When you're born, you're not born a free man. If as a baby you had the skills to care for yourself, provide the same value to society that you required to survive, or means to survive on your own, you could be free. But nobody is born with that capability. They require parents to care for them. Society to protect them from those that might harm them. Schools to educate them. This is the debt every man is born with.
Your subjugation to society is merely to pay off this debt. It's provided you free of charge, 18 years of care and development. Now all you are required to do is not hurt others, follow a few silly laws, and pay a portion of your income in taxes.
And you're not even bound to any particular society! If you wish, you could live until you can afford a boat, then sail off into the ocean and care for yourself, paying no taxes, avoiding all interaction, and being bound to no sovereign law.
It's unfortunate that nearly all the places that have no law are waterbound. But such is the case when you live on a limited resources planet - the land is already claimed. Any unclaimed resource is yours for the taking. But claimed ones are off limits, to take them without providing mutually agreed compensation is to hurt another, and above even the natural law.

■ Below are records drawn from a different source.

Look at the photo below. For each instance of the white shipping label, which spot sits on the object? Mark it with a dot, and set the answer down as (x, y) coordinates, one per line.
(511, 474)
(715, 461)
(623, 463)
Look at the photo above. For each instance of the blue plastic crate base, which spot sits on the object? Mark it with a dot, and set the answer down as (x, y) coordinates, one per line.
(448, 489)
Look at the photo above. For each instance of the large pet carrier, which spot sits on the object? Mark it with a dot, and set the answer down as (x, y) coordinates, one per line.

When you say "society", which individuals are you specifically referring to? What evidence do you have that I owe these individuals money? Do you have proof of services rendered that weren't paid for? How does being raised by my parents (who paid for my upbringing) mean I owe money to third parties? How is it possible to be born into debt given that debts can only be incurred through consensual contract? By your logic, wouldn't it be okay to take out mortgages on behalf of your unborn kids?

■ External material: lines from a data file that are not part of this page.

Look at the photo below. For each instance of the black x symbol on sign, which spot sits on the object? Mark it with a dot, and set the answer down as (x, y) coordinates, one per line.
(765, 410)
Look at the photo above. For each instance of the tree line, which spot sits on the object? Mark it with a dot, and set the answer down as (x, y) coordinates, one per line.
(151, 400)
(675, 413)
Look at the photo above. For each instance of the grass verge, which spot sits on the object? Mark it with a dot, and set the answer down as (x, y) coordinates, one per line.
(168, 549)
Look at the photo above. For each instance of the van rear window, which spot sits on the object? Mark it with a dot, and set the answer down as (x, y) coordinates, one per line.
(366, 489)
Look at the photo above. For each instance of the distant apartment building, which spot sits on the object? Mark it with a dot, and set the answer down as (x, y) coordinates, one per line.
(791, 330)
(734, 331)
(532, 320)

Why would I have to sail off into the ocean in order to not submit to theft? You realize that you're not my dad and that I don't live in your house, right?
Are you saying that it wouldn't matter which goods or services I provide to enrich the lives of others; that it's not a contribution unless I also submit to the theft of taxation?

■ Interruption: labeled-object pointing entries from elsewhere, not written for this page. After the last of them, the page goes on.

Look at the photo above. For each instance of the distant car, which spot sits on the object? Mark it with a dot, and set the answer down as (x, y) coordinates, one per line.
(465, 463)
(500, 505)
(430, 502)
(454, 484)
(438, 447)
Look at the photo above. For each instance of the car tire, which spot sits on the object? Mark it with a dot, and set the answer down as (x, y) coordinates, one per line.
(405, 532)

How does any of this conjecture constitute evidence that the constitution applies to me?
"Your parents raised you therefore the constitution applies" would be a non-sequitur, but I can understand why you felt the need to engage in story telling.
So, you mean people are born as slaves, and with the obligation to obey their ruler's arbitrary demands. And that is the natural law? Please tell me with what kind of magic, some of the born slaves become masters and slave owners, being born as defenseless and dependent as everyone else?
![5 questions] (http://imgur.com/a/S918O)
I wouldn't say slaves is the right word for it. But we have the moral obligation to pass onto the future society what society has done to benefit us. Any other action is immoral selfishness. And true, there is unfairness in how the power is arranged. We ought to work together to fix that. But you would see, if you actually lived in a land without law, there is even more unfairness without the law.
Let me answer those questions:
Yes. If someone commits harm upon a group, the individuals do not have the moral right to vigilante retribution. But the group itself has the moral right to protect every member.
Not so much the "right" to do things they wouldn't do, but the obligation. They act as a delegate of the group, and they are obligated to work in the best interests and direction of the group instead of their own.
I wouldn't say an act is transformed. Morality is not absolute. The "same" act in different circumstances has different moralities. Obeying the consensus of society is a circumstance where your actions are usually (but not always) moral. For instance, stealing to feed your family is different from stealing to obtain as much wealth as possible. Even slight differences make a difference: if you stole luxury foods to feed your family when it was possible to steal mundane foods, that is different from stealing the cheapest items you need.
Yes, if they do anything immoral while a delegate of society, they are just as culpable as if they did it as an individual.
If a delegate is ordered to to something he finds morally wrong, he is obligated to step down from his position. He is also morally obligated to try to change society so that his successor does not commit the same wrongs.
Wait a minute, why is it the responsibility of anyone to take care of a child other than that child's parents? Why is it my responsibility to take care of my neighbor's child simply because they decided to have intercourse. This is not to say that I won't help as i see it necessary, but this is not something that either is nor should be required of me. Why must I be held accountable for the actions of other people?